AIOps as a modern cockpit, and why that matters

AIOps as a modern cockpit, and why that matters

Date: June 9, 2021

Category:

Author: BigPanda

Our human capacity for ingesting information and acting on it, is constant. As the systems we operate grow more complex, we need to make sure we use technology that presents us with only the relevant information we need, exactly when we need it. In aviation, this lesson was learned long ago, and now IT Ops is catching up.

Join us in a CTO Perspective discussion with Jason Walker, Chief Customer Officer at BigPanda and former Marine pilot, to find out exactly how IT Ops is following in the footsteps of the modern cockpit.

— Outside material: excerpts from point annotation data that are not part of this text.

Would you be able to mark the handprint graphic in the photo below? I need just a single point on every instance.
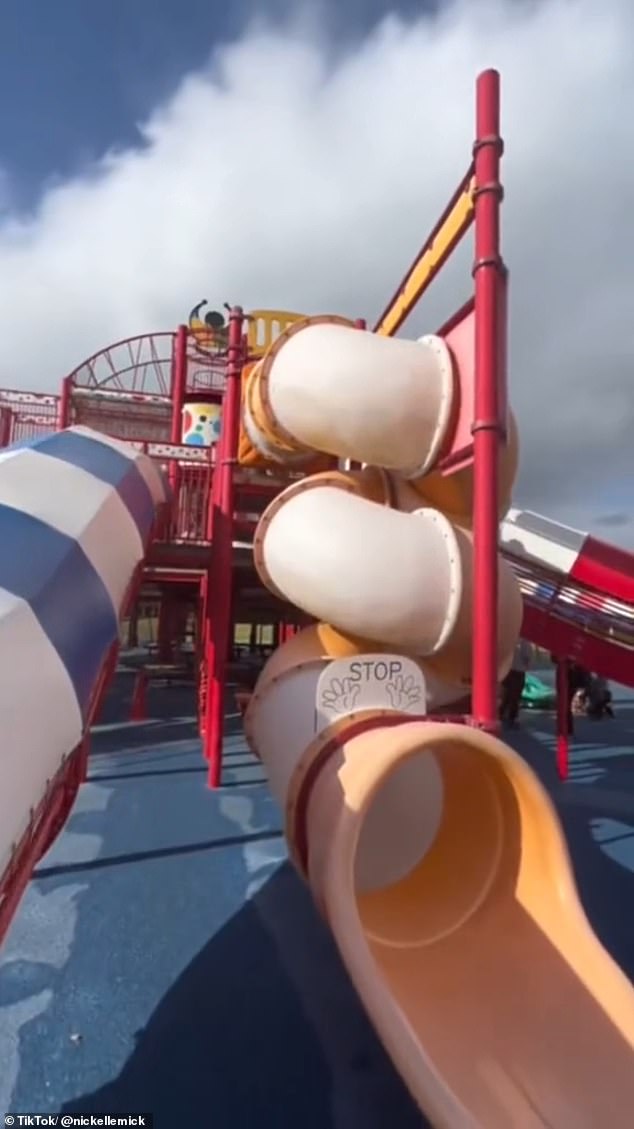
(340, 696)
(403, 691)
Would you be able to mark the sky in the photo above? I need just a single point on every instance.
(295, 156)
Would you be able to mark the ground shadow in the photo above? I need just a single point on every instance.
(262, 1029)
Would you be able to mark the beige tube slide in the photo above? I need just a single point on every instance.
(431, 849)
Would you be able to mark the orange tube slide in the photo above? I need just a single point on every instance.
(431, 849)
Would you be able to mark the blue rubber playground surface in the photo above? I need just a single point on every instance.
(166, 959)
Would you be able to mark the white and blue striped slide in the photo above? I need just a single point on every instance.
(77, 513)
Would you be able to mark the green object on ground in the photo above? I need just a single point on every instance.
(536, 694)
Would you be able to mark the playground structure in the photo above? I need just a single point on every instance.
(239, 495)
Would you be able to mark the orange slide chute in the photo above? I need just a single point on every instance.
(431, 849)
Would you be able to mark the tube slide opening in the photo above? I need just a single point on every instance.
(512, 1017)
(430, 843)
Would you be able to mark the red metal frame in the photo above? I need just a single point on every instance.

Read the skinny for a brief summary, then either lean back and watch the interview, or if you prefer to continue reading, take a few minutes to read the transcript. It’s been lightly edited to make it easy for you to consume it. Enjoy!

 


The Skinny

The fly-by-wire revolution back in the late 1980’s had many similarities to what is happening today with the adoption of AIOps in IT Ops. Back then it was understood that humans could no longer physically process and properly react to the gigabytes of information thrown at them by flying machines that were growing more and more complex. Computers were needed to do most of the heavy lifting, while providing pilots with only the right amount of data and information they needed to safely fly the aircraft to its destination.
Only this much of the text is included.